Kedua, kondisi ini membuat banyak pasangan membangun rumah tangga tidak di atas landasan akidah Islam dan bangunan syariat Islam. Hasilnya, adalah seperti yang Allah Ta’ala sebutkan bahwa apapun yang sandarannya bukan kepada Allah adalah selemah rumah laba-laba. Rapuh.
Padahal Islam adalah agama yang paripurna, termasuk mengatur hukum dan hak pengasuhan anak. Islam punya rincian dan aturan pengasuhan anak yang disebut hadhanah. Syariat Islam menetapkan siapa saja yang wajib menjaga hak pengasuhan anak. Kaum ibu dan para wanita adalah kelompok yang pertama dan paling utama memegang hak pengasuhan anak. Diriwayatkan oleh Imam Ahmad
“Wahai Rasulullah. Anakku ini dahulu, akulah yang mengandungnya. Akulah yang menyusui dan memangkunya. Dan sesungguhnya ayahnya telah menceraikan aku dan ingin mengambilnya dariku”.
Mendengar pengaduan wanita itu, Rasulullah Shallallahu ‘alaihi wa sallam pun menjawab: “Engkau lebih berhak mengasuhnya selama engkau belum menikah.”
Setelah saya mengkaji kitab Nizham al-Ijtima’iy fi al-Islam, karya Alamah Syaikh Taqiyuddin an-Nabhani rahimahullah, saya baru paham. Betapa teledornya saya yang tak membekali diri dengan pemahaman pengasuhan anak saat pernikahan. Tidak mengkaji lebih dalam melainkan setelah anak-anak tumbuh besar.
Itulah yang menurut pandangan simpel saya, kerap menimbulkan persoalan dalam keluarga saat bicara pengasuhan anak. Ketidakpahaman kita tentang hadhanah, pengasuhan anak. Karena itu ada tekad meski dengan keterbatasan ilmu, untuk menuliskan tema ini agar dapat dipahami sesama muslim.
Di dalam buku ini bukan saja saya tuliskan pendapat para ulama seputar hadhanah, tapi juga pembahasan tentang hukum penyusuan dan kehamilan. Terakhir, saya tuliskan bagaimana peran dan tanggung jawab negara dalam menjaga dan memelihara anak. Bagaimanapun juga, keluarga saja takkan sanggup memelihara anak tanpa peran dan tanggung jawab negara.

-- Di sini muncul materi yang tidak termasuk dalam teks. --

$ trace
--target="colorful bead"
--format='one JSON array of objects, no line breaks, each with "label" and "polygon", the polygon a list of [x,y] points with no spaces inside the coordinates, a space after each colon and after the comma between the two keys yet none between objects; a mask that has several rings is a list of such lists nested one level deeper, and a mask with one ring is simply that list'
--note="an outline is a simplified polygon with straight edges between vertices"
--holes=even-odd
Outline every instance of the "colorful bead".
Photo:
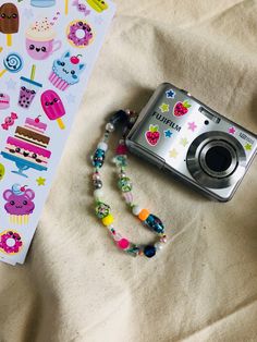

Negara berperan dalam membantu keluarga, menolong keluarga yang tak mampu, dan menciptakan lingkungan yang positif bagi perkembangan anak.

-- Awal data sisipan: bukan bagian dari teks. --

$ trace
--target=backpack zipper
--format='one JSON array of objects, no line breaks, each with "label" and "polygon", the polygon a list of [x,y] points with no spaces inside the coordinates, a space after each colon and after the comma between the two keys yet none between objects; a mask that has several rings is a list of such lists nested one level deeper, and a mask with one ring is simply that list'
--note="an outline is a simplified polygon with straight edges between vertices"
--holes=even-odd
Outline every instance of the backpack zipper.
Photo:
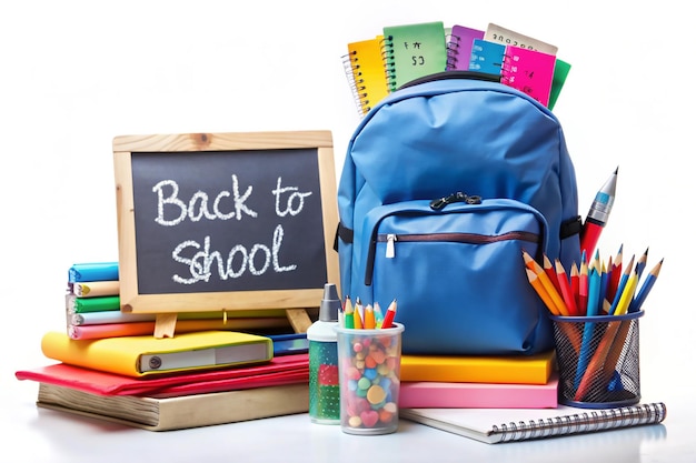
[{"label": "backpack zipper", "polygon": [[396,256],[397,241],[401,242],[450,242],[463,244],[489,244],[497,243],[499,241],[527,241],[530,243],[538,243],[539,235],[537,233],[514,231],[496,235],[478,234],[478,233],[415,233],[415,234],[396,234],[386,233],[378,234],[378,242],[386,242],[387,250],[385,252],[386,259],[394,259]]}]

Jadi, buku ini bukan buku ‘how to’ yang mengajarkan pemeliharaan anak, sebagaimana dua buku parenting saya sebelumnya; DNA Generasi Pejuang & Alhamdulillah Menjadi Ayah. Tapi buku ini lebih berisi kajian fikih singkat tentang bahasan kehamilan, hadhanah/pengasuhan anak, serta penyusuan.
Mudah-mudahan buku yang saya tulis dengan penuh keterbatasan ini bisa memberikan manfaat bagi panduan pengasuhan anak, dan menjadi amal jariyah yang mengalirkan kebaikan bagi saya hingga ke alam barzakh kelak.